Erdal Yalcin has been Professor of International Economic Relations at the University of Konstanz (HTWG) since 2018. Previously, he was deputy director of the ifo Center for Foreign Trade at the ifo Institute. He did his doctorate at the University of Tübingen on the role of uncertainty in foreign direct investment and export decisions. In his research he focuses on the role of uncertainty in international trade policy and on evaluating the economic effects of trade agreements and sanctions.

The experiences of the last 70 years have taught us that political goals can only be achieved with great difficulty or not at all with sanctions alone. At the same time, the historical data showed “that wars and territorial conflicts can be successfully resolved through a combination of economic sanctions and military measures”. However, it is unclear to what extent this can succeed with the Putin regime, after all there is no comparable precedent. “Russia is the largest country in the world, can veto the UN Security Council, has nuclear weapons,” Yalcin warns.

The conclusion of the sanctions expert is unequivocal: “We have to realize that Russia is putting itself above international law with the argument that at least parts of Ukraine are Russian sovereign territory. If the EU and the West do not oppose this approach, there is a risk of a domino effect,” warns Yalcin, reminding of other trouble spots. “We already have similar political ambitions in other neighboring countries. Azerbaijan and Armenia have started military clashes over border disputes. China is ramping up rhetoric on Taiwan.

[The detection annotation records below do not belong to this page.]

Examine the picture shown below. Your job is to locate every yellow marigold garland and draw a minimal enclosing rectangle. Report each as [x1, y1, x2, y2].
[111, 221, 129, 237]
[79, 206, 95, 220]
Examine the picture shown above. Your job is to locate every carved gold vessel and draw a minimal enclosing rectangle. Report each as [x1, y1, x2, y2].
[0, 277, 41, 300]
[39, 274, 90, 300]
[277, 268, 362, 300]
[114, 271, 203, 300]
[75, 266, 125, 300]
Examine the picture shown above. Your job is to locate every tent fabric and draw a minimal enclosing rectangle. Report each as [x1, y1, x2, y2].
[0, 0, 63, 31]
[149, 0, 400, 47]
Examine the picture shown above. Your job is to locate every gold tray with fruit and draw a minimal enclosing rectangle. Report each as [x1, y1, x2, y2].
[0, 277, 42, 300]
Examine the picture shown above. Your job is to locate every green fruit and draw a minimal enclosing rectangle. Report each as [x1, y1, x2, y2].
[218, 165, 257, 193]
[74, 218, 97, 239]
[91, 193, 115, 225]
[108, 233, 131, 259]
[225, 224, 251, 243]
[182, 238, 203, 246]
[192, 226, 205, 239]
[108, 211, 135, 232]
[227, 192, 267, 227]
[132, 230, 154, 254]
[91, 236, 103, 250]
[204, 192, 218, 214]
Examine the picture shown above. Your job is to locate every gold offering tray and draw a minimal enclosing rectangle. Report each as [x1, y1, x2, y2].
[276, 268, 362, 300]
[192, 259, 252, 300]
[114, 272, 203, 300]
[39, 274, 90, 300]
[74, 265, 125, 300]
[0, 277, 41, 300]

There are always tensions between Greece and Turkey over borders.”

Erdal Yalcin: “It is therefore not just about the sovereignty of Ukraine, but about maintaining international law, which dramatically improved peace in Europe and the world after the Second World War.” If the EU because of the high economic costs of the sanctions and the other necessary measures such as military support, “it risks the weakening of international law and more wars not only in the rest of the world, but also on the immediate borders of the EU.”